Defendants dispute McClelland’s assertions, but they also highlight that she failed to raise her concerns through the jail grievance process. According to Defendants, despite the availability of administrative remedies, McClelland failed to submit a grievance about any of her current complaints, including her placement in SNU and Pod 4A, the alleged lack of access to writing materials and eating utensils, the conditions of her cells, her inability to order canteen items while in the SNU, or the denial of a Bible and religious materials and participation in Bible studies. Defendants acknowledge that McClelland filed some grievances, but her filings related only to her concerns about recreation time and a delay in receiving canteen items after she moved to Pod 4A, and, as to those complaints, Defendants contend McClelland failed to appeal the responses to those grievances as required by the jail’s grievance procedure. Dkt. No. 106 at ¶¶260-68. McClelland asserts that she did not file grievances because she was unaware of the grievance procedures until after she moved from the SNU to Pod 4A. She also explains that she

did not have sufficient time to prepare a grievance during the limited time she was allowed out of her cell, and she was afraid that officers would retaliate against her if she filed a grievance. McClelland also asserts that she did not receive any responses to the few grievances she did file, so she could not appeal those decisions. LEGAL STANDARD Summary judgment is appropriate when the moving party shows that there is no genuine dispute as to any material fact and that the movant is entitled to judgment as a matter of law. Fed. R. Civ. P. 56(a).

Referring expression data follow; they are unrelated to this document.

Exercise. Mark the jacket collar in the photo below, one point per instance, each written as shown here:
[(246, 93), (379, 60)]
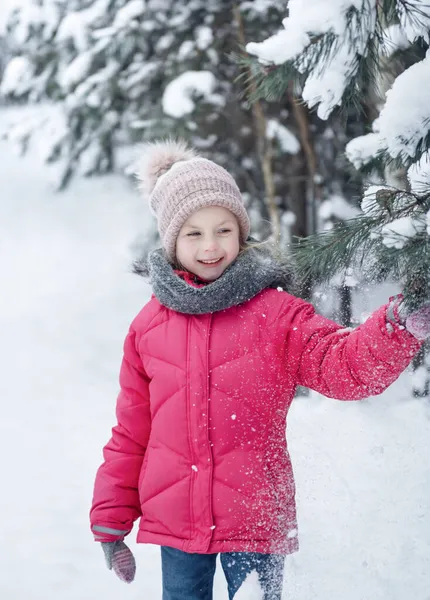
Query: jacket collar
[(254, 270)]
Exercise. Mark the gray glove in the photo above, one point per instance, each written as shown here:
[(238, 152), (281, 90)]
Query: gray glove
[(120, 558)]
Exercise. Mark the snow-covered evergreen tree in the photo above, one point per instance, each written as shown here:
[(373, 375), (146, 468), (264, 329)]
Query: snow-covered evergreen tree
[(336, 52), (124, 71), (342, 54)]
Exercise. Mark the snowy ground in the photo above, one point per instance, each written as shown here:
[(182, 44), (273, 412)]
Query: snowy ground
[(362, 469)]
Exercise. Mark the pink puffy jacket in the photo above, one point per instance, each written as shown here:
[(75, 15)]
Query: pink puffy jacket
[(199, 452)]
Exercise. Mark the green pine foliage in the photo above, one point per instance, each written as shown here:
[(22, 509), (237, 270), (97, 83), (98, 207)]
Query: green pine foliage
[(385, 50)]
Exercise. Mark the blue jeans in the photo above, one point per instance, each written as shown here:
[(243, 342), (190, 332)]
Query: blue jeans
[(189, 576)]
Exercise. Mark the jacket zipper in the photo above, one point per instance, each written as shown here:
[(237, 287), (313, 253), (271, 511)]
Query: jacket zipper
[(208, 400)]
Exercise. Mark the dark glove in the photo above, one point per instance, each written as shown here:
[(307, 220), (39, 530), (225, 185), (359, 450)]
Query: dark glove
[(120, 558)]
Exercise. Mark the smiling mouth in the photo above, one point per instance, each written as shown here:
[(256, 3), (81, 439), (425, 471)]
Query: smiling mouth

In deciding a motion for summary judgment, the Court must view the evidence and draw all reasonable inferences in the light most favorable to the non-moving party. Johnson v. Advocate Health & Hosps. Corp., 892 F.3d 887, 893 (7th Cir. 2018) (citing Parker v. Four Seasons Hotels, Ltd., 845 F.3d 807, 812 (7th Cir. 2017)). In response to a properly supported motion for summary judgment, the party opposing the motion must “submit evidentiary materials

that set forth specific facts showing that there is a genuine issue for trial.” Siegel v. Shell Oil Co., 612 F.3d 932, 937 (7th Cir. 2010) (citations omitted). “The nonmoving party must do more than simply show that there is some metaphysical doubt as to the material facts.” Id. Summary judgment is properly entered against a party “who fails to make a showing to establish the existence of an element essential to the party’s case, and on which that party will bear the burden of proof at trial.” Austin v. Walgreen Co., 885 F.3d 1085, 1087–88 (7th Cir. 2018) (citing Celotex Corp. v. Catrett, 477 U.S. 317, 322 (1986)). ANALYSIS The Prison Litigation Reform Act (PLRA) applies to this case because McClelland was a prisoner when she filed her complaint. The PLRA provides that a prisoner cannot assert a cause of action under federal law “until such administrative remedies as are available are exhausted.” 42 U.S.C. §1997e(1). According to the U.S. Supreme Court, exhaustion of administrative remedies must be done “properly” because “no adjudicative system can function effectively without

imposing some orderly structure on the course of its proceedings.” Woodford v. Ngo, 548 U.S. 81, 90-91 (2006). To properly exhaust administrative remedies, prisoners must pursue each step in the administrative process. See Kaba v. Stepp, 458 F.3d 678, 684 (7th Cir. 2006) (when a prisoner does not follow procedures his remedies are forfeited, not unavailable). The grievance procedure at the jail requires inmates to complete a written grievance form and to place the form in the grievance box or hand the form to an officer. A lieutenant then reviews and answers the grievance. An inmate who is dissatisfied with the result can appeal the decision in writing to the captain, who reviews and rules on the appeal. If an inmate is still dissatisfied, she can make one final appeal to the jail commander. The decision of the jail commander is final. Dkt. No. 72 at 18-19 (citing Dkt. No. 88-1).

Exhaustion is an affirmative defense, so it is Defendants’ burden to prove that the administrative remedies were available. Dole v.